No you don't. The only security advisory released after 0.9.8g is this:
http://www.openssl.org/news/secadv_20080528.txt
(There's another one on their site, but that's for openssl-fips, not openssl
itself. That's a separate tarball which is not shipped in Fedora at all.)
The security issues this fixes are CVE-2008-0891 and CVE-2008-1672. They are
fixed for Fedora 9 in openssl-0.9.8g-9.fc9:
https://www.redhat.com/archives/fedora-package-announce/2008-May/msg01029.html
The old versions of OpenSSL in Fedora 8 are not affected by either of those
vulnerabilities (they were both introduced only in 0.9.8f), that's why no
security update for Fedora 8 or RHEL/CentOS has been issued.
Don't believe the version numbers alone.

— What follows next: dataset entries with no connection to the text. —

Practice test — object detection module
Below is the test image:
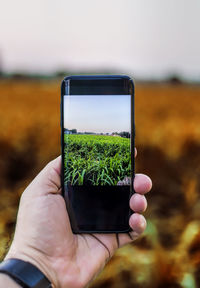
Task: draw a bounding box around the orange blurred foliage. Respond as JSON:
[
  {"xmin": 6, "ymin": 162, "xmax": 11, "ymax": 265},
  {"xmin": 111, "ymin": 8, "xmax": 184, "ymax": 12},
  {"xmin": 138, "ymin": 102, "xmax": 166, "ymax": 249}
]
[{"xmin": 0, "ymin": 79, "xmax": 200, "ymax": 288}]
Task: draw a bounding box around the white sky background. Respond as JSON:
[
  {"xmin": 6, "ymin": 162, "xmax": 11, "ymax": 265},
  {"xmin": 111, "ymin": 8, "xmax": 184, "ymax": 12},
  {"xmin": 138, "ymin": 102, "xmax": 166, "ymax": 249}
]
[
  {"xmin": 0, "ymin": 0, "xmax": 200, "ymax": 80},
  {"xmin": 64, "ymin": 95, "xmax": 131, "ymax": 133}
]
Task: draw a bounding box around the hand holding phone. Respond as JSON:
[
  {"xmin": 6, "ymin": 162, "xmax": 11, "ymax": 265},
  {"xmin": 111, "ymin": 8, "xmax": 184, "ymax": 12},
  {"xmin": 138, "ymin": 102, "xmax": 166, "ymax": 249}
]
[
  {"xmin": 61, "ymin": 76, "xmax": 135, "ymax": 233},
  {"xmin": 6, "ymin": 157, "xmax": 151, "ymax": 288}
]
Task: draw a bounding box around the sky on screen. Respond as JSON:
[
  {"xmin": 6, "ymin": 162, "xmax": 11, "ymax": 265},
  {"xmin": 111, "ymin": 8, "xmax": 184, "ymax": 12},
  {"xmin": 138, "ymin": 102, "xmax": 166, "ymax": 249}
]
[{"xmin": 64, "ymin": 95, "xmax": 131, "ymax": 133}]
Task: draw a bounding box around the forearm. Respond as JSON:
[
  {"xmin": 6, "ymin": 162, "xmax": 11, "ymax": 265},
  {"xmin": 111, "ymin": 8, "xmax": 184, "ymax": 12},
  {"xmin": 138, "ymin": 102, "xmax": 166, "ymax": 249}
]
[{"xmin": 0, "ymin": 273, "xmax": 21, "ymax": 288}]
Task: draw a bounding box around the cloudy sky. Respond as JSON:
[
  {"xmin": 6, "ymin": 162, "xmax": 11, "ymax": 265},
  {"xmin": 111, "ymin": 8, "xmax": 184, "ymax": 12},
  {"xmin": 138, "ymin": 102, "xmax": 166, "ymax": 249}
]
[
  {"xmin": 64, "ymin": 95, "xmax": 131, "ymax": 133},
  {"xmin": 0, "ymin": 0, "xmax": 200, "ymax": 80}
]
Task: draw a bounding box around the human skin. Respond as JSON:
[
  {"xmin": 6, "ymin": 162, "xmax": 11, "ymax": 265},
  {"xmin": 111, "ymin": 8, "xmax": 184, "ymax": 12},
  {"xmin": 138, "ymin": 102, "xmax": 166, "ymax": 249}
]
[{"xmin": 4, "ymin": 157, "xmax": 152, "ymax": 288}]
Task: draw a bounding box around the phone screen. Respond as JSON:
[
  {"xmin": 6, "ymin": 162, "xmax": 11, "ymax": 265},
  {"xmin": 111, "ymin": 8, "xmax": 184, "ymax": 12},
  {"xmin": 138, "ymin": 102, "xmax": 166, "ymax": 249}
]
[{"xmin": 62, "ymin": 76, "xmax": 133, "ymax": 232}]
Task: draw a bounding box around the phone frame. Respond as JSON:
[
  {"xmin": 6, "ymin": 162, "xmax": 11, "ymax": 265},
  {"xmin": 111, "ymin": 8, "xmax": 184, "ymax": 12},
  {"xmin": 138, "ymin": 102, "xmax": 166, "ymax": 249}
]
[{"xmin": 60, "ymin": 75, "xmax": 135, "ymax": 234}]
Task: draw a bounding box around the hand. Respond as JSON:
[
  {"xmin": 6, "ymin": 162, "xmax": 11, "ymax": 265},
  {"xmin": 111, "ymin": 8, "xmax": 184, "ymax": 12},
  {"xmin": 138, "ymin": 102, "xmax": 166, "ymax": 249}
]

Red Hat often backports security
fixes, especially for RHEL, but also for Fedora in cases like OpenSSL where
every new version is incompatible with the previous ones. You can trust the Red
Hat and Fedora security teams to know what they are doing and to issue security
updates where appropriate.
I'm aware of that, but the people who do the penetration testing squawk
anything that's less than 0.9.8h. Technically it's a false positive,
but it is still in the reports and we have to prove that it's a false
positive each time. I know what the vulnerabilities are and I've had
discussions with the pentest people, but they won't budge.
Anyway, that's wide of the discussion here. I was just trying to show
why it takes a while for new versions of things to get stuffed into the
update cycle and one example of how (and why) I have to go around it.